デジタル教科書が正式な教科書として法制化された。次期の学習指導要領の改正に合わせて、2030年から導入される予定だ。
日本教育新聞などが10日に伝えたところによると、デジタル教科書を正式な教科書と規定することを柱とする「改正学校教育法」が、この日の参議院本会議で可決されたという。
改正法は、紙、デジタル、その両者を組み合わせたハイブリッド型など、3つの形態をすべて正式な教科書として規定する。3つの形態のうち、どれを採用するかは、各教育委員会が決定する。
これまで、デジタル教科書は、紙の教科書の代わりに使用できる「教科書代替教材」として分類されてきた。
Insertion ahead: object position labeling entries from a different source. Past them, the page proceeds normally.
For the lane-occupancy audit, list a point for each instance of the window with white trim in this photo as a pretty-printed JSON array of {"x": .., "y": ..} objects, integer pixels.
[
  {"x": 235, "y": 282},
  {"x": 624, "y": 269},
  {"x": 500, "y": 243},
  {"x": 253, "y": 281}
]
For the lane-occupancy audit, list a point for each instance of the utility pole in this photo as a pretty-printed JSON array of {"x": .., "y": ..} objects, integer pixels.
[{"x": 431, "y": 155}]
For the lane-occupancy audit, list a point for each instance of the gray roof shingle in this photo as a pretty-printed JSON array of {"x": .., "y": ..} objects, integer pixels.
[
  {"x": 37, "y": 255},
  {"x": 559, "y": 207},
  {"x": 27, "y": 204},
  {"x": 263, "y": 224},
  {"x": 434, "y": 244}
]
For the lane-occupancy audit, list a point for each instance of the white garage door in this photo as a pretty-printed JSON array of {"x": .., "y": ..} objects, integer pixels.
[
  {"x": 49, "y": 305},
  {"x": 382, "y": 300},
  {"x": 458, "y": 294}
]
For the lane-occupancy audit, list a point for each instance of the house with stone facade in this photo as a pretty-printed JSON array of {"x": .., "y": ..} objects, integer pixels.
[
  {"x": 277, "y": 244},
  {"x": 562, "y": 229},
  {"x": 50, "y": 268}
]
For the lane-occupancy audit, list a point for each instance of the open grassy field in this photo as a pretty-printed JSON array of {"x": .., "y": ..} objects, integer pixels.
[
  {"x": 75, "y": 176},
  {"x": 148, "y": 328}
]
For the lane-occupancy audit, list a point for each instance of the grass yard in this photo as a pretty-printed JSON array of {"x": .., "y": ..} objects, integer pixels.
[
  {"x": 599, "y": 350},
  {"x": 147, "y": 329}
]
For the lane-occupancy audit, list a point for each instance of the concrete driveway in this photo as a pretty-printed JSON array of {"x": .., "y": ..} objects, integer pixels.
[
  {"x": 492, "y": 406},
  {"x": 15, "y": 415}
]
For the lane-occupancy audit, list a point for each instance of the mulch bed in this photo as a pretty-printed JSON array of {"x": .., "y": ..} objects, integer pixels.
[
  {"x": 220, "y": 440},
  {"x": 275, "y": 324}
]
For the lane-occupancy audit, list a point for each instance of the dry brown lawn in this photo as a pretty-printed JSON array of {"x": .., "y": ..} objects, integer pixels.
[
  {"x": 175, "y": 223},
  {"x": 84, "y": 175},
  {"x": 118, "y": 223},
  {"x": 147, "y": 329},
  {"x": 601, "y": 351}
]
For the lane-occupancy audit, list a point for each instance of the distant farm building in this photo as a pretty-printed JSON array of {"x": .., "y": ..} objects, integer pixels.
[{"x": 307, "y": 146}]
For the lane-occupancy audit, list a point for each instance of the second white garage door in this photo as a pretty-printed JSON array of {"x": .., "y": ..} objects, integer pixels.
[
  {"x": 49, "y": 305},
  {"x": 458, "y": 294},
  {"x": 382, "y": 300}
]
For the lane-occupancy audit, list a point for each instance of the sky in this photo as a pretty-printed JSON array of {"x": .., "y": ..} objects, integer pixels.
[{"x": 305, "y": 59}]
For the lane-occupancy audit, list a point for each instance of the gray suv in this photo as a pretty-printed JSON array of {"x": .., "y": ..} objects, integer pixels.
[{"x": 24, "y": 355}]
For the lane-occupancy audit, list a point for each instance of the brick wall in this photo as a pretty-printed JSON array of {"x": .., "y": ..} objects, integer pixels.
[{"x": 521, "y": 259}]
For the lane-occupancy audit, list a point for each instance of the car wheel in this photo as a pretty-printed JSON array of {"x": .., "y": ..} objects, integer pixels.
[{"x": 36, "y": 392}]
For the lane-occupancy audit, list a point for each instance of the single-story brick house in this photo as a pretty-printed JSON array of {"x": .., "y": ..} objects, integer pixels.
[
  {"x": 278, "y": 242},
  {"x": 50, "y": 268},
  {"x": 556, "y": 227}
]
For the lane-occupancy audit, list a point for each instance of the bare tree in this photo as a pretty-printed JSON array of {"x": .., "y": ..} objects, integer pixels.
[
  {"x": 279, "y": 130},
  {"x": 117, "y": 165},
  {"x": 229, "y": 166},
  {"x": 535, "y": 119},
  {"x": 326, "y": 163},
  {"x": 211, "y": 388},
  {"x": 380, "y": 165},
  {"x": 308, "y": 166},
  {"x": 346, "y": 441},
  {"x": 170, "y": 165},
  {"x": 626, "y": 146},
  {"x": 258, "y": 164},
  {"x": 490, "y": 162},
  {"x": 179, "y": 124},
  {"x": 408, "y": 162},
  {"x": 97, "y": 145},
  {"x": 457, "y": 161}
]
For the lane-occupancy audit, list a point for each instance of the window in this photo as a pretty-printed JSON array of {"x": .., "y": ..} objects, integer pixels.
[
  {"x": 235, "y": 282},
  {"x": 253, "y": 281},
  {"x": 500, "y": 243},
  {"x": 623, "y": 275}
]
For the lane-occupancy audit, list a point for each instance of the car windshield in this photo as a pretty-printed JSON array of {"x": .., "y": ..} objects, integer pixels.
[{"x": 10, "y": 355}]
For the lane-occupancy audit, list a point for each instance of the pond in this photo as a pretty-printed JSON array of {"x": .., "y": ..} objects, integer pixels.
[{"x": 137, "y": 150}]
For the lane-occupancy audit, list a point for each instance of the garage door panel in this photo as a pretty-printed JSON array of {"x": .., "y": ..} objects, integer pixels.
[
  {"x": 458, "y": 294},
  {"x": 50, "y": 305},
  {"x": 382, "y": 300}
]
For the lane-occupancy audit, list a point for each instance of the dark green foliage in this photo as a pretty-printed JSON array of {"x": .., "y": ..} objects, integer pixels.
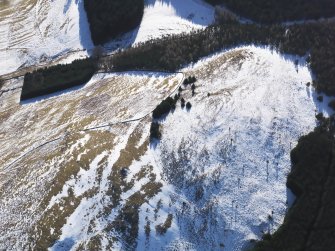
[
  {"x": 57, "y": 78},
  {"x": 309, "y": 224},
  {"x": 274, "y": 11},
  {"x": 110, "y": 18},
  {"x": 164, "y": 107},
  {"x": 173, "y": 52},
  {"x": 154, "y": 131}
]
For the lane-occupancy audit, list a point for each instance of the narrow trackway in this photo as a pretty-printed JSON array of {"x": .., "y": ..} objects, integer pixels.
[{"x": 66, "y": 134}]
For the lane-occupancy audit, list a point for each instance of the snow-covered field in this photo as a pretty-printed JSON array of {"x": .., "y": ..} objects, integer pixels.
[
  {"x": 36, "y": 31},
  {"x": 216, "y": 179}
]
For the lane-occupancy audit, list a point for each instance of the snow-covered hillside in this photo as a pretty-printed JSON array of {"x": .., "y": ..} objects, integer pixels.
[
  {"x": 36, "y": 31},
  {"x": 216, "y": 179}
]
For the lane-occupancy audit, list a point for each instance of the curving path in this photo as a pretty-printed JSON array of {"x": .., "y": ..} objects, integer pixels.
[{"x": 5, "y": 169}]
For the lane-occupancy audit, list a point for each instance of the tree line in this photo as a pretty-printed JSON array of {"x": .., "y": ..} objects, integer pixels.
[
  {"x": 274, "y": 11},
  {"x": 315, "y": 40},
  {"x": 108, "y": 19},
  {"x": 309, "y": 223},
  {"x": 56, "y": 78}
]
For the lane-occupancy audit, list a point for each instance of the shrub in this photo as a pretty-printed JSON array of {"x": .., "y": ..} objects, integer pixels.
[
  {"x": 57, "y": 78},
  {"x": 182, "y": 101},
  {"x": 332, "y": 104},
  {"x": 188, "y": 106},
  {"x": 189, "y": 80},
  {"x": 164, "y": 107},
  {"x": 154, "y": 131}
]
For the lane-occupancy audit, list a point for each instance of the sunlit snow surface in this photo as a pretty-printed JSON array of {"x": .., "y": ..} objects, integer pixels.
[
  {"x": 224, "y": 163},
  {"x": 35, "y": 31}
]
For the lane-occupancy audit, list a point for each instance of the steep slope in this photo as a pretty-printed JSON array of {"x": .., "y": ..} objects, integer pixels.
[
  {"x": 215, "y": 180},
  {"x": 37, "y": 31}
]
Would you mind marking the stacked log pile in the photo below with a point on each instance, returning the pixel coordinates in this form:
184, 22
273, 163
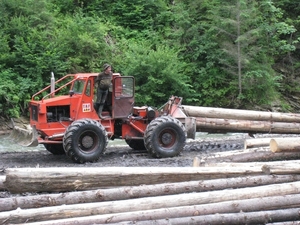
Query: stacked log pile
210, 192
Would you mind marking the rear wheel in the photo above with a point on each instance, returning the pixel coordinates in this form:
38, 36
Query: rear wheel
85, 140
136, 144
165, 137
55, 149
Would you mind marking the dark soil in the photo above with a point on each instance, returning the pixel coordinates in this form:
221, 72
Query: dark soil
116, 156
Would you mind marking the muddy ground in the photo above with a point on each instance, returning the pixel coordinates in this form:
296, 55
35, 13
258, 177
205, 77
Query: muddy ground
122, 156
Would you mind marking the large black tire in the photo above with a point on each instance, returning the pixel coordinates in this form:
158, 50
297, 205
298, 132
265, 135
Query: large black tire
165, 137
55, 149
136, 144
85, 140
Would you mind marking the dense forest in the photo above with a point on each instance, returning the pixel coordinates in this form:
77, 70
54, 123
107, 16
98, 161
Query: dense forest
233, 53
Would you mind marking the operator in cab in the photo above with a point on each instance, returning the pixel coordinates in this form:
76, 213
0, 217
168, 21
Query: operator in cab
103, 82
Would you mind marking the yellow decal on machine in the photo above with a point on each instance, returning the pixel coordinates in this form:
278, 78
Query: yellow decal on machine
86, 107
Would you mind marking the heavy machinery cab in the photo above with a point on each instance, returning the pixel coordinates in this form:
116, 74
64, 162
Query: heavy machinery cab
74, 99
64, 118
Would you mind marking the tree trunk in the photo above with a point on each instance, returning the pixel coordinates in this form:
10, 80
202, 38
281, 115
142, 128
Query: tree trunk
123, 193
236, 206
227, 125
78, 210
289, 163
237, 114
285, 144
230, 219
250, 155
256, 142
70, 179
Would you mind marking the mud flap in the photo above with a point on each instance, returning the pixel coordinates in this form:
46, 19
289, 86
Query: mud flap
24, 137
190, 126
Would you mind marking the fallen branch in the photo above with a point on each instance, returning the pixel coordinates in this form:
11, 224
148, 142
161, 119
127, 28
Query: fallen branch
249, 155
285, 145
246, 205
256, 142
26, 202
70, 179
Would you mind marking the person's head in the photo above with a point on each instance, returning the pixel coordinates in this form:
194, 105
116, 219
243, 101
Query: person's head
107, 68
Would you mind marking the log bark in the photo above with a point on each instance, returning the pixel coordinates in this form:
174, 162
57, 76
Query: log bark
113, 194
229, 125
70, 179
285, 144
210, 112
2, 180
256, 142
230, 219
249, 155
285, 163
248, 205
78, 210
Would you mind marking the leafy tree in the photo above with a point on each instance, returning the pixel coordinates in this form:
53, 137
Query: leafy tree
158, 72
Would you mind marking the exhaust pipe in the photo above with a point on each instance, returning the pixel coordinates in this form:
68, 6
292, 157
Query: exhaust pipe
52, 84
24, 137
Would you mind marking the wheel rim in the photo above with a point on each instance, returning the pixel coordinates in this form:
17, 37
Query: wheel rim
167, 138
88, 141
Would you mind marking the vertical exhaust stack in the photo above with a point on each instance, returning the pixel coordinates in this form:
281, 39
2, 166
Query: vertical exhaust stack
52, 84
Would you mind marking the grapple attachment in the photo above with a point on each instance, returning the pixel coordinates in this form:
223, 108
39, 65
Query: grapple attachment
24, 137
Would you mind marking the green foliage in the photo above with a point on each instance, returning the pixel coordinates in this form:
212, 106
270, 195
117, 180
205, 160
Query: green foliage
158, 72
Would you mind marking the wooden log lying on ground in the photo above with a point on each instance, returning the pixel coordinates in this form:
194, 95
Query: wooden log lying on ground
236, 206
284, 163
285, 144
229, 219
2, 186
249, 155
256, 142
113, 194
70, 179
210, 112
213, 124
87, 209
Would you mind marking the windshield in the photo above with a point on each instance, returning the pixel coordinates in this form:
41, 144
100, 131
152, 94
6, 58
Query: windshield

今回、正式な教科書に格上げされることにより、デジタル教科書も無償配布の対象に含まれることになる。
また、現在は教材として扱われているQRコードと連動した映像・音声などのデジタルコンテンツは、改正法で教科書の一部に組み入れられ、検定の対象となる。
ただ、松本洋平・文部科学相は4月、読解力が重要な科目については、デジタル教科書の導入を認めるべきではないとの認識を示していた。具体的には、小学4年生以下のすべての教科と、中学・高校の国語・社会・道徳の科目などだ。
文部科学省は今後、専門家による会議での議論を経て、今秋のうちに大臣の指針を策定する方針だ。